公爵家は、地位も名誉もあり、息子達も文武両道、見目麗しいため、他の貴族からの興味や嫉妬も多かった。
その、末娘は、魔力無しと、陰口を聞こえるように言うことで、公爵家への嫉妬を
幼いソフィアナにぶつける、悪質な大人も多かった。
その日も、すれ違った瞬間に、発せられた、悪質な陰口に、ソフィアナは、体を硬くし目眩を覚えた。
前日からの冷え込みもあり、精神的なショックに、風邪を拗らせ、高熱で、生死の境を3日間彷徨った。
その結果、ソフィアナは、前世の記憶を思い出した。
精神的ショックもおおきく、寝込んでいたソフィアナは、前世の記憶や人格に引きずられ、それまでとは違い、性格や考え方が、大人になった。

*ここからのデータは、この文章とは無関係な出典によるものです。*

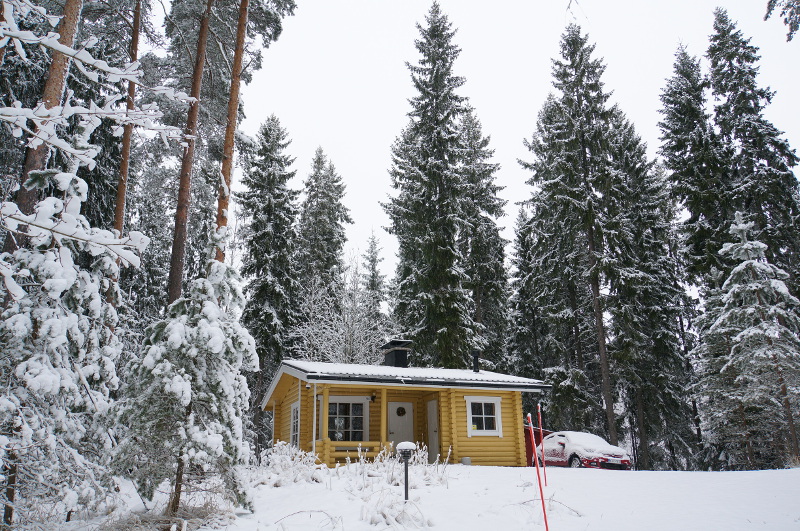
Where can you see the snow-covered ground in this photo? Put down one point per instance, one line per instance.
(582, 499)
(461, 497)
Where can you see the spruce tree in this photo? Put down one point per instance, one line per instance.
(186, 399)
(554, 279)
(373, 283)
(572, 170)
(645, 304)
(427, 215)
(750, 354)
(482, 246)
(694, 156)
(269, 240)
(760, 161)
(321, 231)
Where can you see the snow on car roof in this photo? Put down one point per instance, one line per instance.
(586, 439)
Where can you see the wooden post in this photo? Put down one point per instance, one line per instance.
(453, 425)
(326, 441)
(384, 436)
(275, 423)
(519, 430)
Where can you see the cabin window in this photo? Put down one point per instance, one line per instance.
(348, 418)
(294, 428)
(483, 416)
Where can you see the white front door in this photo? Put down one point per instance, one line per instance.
(433, 430)
(401, 422)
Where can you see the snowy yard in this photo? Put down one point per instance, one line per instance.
(470, 497)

なぜって、前世は、日本に住む、朝野すみれ女性29歳、独身保育士。
仕事帰りに、車道に飛び出した、見ず知らずの子供をかばい死亡。ソフィアナに転生である。
アラサーの記憶が、いきなり4歳にやどれば、考え方が、変わるのも、当たり前で…
目を覚ましたソフィアナは、自分が、公爵家の令嬢である事を理解し、身分が高い事で、衣食住に困らない事に感謝したが、貴族のしがらみに、憎悪していた。
前世の記憶の方が濃い為、現代日本人さらに、一般人的な考え方で、更にはあまり人づき合いも得意ではなかった、すみれだったため、ソフィアナになっても、やはり人付き合いは、したくなかった。
だが貴族…したくないとか、言ってられ無い。
その証拠に2歳になる前から、厳しい令嬢のマナーや教育をされている。
今後を考えた。
今後は、5〜6歳頃、4家ある公爵家の中から、王子の婚約者を選ぶ事となる。ソフィアナをふくめ今の4家の公爵家には、3人の令嬢がいるが、
王子と年頃が同じ3人は、婚約者対象である。しかも王子は、2人。
第1王子のベルンゲラと第2王子のドミニクだ。
ソフィアナは、選ばれたくなかった。
王子の婚約者とか、人付き合いクソ面倒。腹の探り合いとか、無理無理。
ソフィアナは、今まで通り、いや、今まで以上に引き篭もって生きていこう。と、病床の中決意した。
ソフィアナが、目を覚まし、体を起こすと、3日間意識不明の娘を心配した、オスターと、執事のジョセフ、侍女長のセイエラが、ベッドの周りを囲んでいた。
ジョセフは、目を覚ましたのを確認し、すぐに医師を呼びに部屋の外に出て行った。
セイエラは、体を支えて背中にクッションを挟んでくれた。
オスターは、泣きながらソフィアナの手を握っていた。